PM Modi and Pres Xi ‘did not have bilateral meeting’ at G20 summit in Germany: China
China is technically correct but the fact is the Indian side didn’t claim the two leaders held a bilateral meeting, which is usually a structured and previously agreed engagement.india Updated: Jul 11, 2017 07:44 IST
China on Monday sought to play down a brief conversation Indian Prime Minister Narendra Modi and President Xi Jinping had on the sidelines of the recent G20 summit, saying the two “did not have a bilateral meeting”.
Technically, China is correct but the fact is the Indian side didn’t claim the two leaders held a bilateral meeting, which is usually a structured and previously agreed engagement.

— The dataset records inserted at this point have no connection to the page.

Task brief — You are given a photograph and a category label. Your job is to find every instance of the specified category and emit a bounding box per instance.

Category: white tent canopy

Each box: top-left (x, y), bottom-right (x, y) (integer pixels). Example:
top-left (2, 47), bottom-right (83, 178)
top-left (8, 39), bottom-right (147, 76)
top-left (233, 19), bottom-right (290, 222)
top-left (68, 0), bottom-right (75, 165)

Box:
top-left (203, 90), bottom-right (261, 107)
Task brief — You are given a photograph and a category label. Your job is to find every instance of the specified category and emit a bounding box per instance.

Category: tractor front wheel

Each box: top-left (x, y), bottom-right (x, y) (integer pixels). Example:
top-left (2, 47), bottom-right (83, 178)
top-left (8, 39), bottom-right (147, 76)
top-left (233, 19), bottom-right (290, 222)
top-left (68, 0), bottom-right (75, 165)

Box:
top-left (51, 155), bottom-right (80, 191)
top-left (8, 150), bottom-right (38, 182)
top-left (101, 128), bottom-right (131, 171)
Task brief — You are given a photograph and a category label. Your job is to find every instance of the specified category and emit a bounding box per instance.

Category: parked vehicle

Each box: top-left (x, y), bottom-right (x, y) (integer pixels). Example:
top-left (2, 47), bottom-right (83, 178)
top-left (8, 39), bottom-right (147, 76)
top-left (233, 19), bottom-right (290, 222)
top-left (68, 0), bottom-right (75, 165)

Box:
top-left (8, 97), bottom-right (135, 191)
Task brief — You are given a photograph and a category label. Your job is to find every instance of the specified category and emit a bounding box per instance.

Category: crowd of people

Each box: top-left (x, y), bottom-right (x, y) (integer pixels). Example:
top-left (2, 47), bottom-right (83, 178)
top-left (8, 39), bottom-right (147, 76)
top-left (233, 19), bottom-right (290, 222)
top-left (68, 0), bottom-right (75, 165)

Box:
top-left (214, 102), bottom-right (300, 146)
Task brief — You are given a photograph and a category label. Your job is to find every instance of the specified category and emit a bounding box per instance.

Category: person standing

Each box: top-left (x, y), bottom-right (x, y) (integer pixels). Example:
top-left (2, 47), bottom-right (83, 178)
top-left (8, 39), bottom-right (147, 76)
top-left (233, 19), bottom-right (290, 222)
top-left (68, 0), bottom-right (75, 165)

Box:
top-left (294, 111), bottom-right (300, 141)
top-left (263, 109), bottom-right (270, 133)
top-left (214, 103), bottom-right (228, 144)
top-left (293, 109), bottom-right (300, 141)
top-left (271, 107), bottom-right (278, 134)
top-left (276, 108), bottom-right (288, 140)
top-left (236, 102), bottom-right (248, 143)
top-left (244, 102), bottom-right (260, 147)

“I can tell you there was no bilateral meet between President Xi and PM Modi in Germany,” foreign ministry spokesperson Geng Shuang told a regular media briefing when asked about the meeting.
The conversation between the two leaders at an informal gathering of BRICS leaders on the margins of the G20 Summit in Hamburg on July 7 lasted about five minutes and made headlines. It came against the backdrop of a tense standoff between troops of the two countries along India’s northeastern frontier.
China’s denial of something that didn’t happen is being seen as yet another attempt by Beijing to make its displeasure known over the face-off in Donglang or Doklam region.
“According to my information, the two leaders did not hold any bilateral meeting (on the sidelines of the G20 summit),” Geng said, adding Xi chaired the informal meeting of BRICS leaders that was attended by Modi and others.
Repeatedly denying the bilateral meeting, Geng also didn’t mention the conversation the two leaders had.
External affairs ministry spokesperson Gopal Baglay had on July 7 tweeted a photo of the two leaders smiling and shaking hands. He said Modi and Xi had a “conversation on a range of issues”.
The link to the standoff was not hard to draw, as Geng again said the withdrawal of Indian troops from Donglang, the Chinese name for the region, was a precondition for resolving the military impasse.
Responding to a question about Indian media reports that soldiers were prepared for the long haul in Donglang, Geng said the reports, if true, revealed India’s true intentions.
“If (the reports) are true, then that only proves that the illegal trespass by the Indian side is organised and deliberate. They intended to destroy and damage the status quo at the boundary area of China and India. So how can diplomatic solutions happen under such circumstances?” he said.
“We stressed many times that we urged the Indian side should withdraw their troops back to the Indian side of the boundary. This is the precondition for any meaningful dialogue between the two sides.”
Geng added: “The diplomatic channel remains unimpeded, we hope the Indian side can take concrete measures. Now the Indian side is violating the international conventions (and) norms and we demand (India should) bring back their troops as soon as possible.”
China has accused Indian soldiers of trespass and preventing its troops from building a road in Donglang, which is under Chinese control but claimed by Bhutan.
The region is located at the narrow but strategically important tri-junction of India, China and Bhutan, with the three countries barely separated by mountains and passes.
Geng contended China has the right to construct roads in the region. “China’s road construction in Doklam is normal construction on our territory which is legitimate, reasonable and lawful,” he said.
Chinese state media has also claimed that India “planned” the trespass to coincide with Modi’s meeting with President Donald Trump to convey to the US that New Delhi is ready to check China’s rise.
Modi met Trump on June 26, ten days after the standoff began.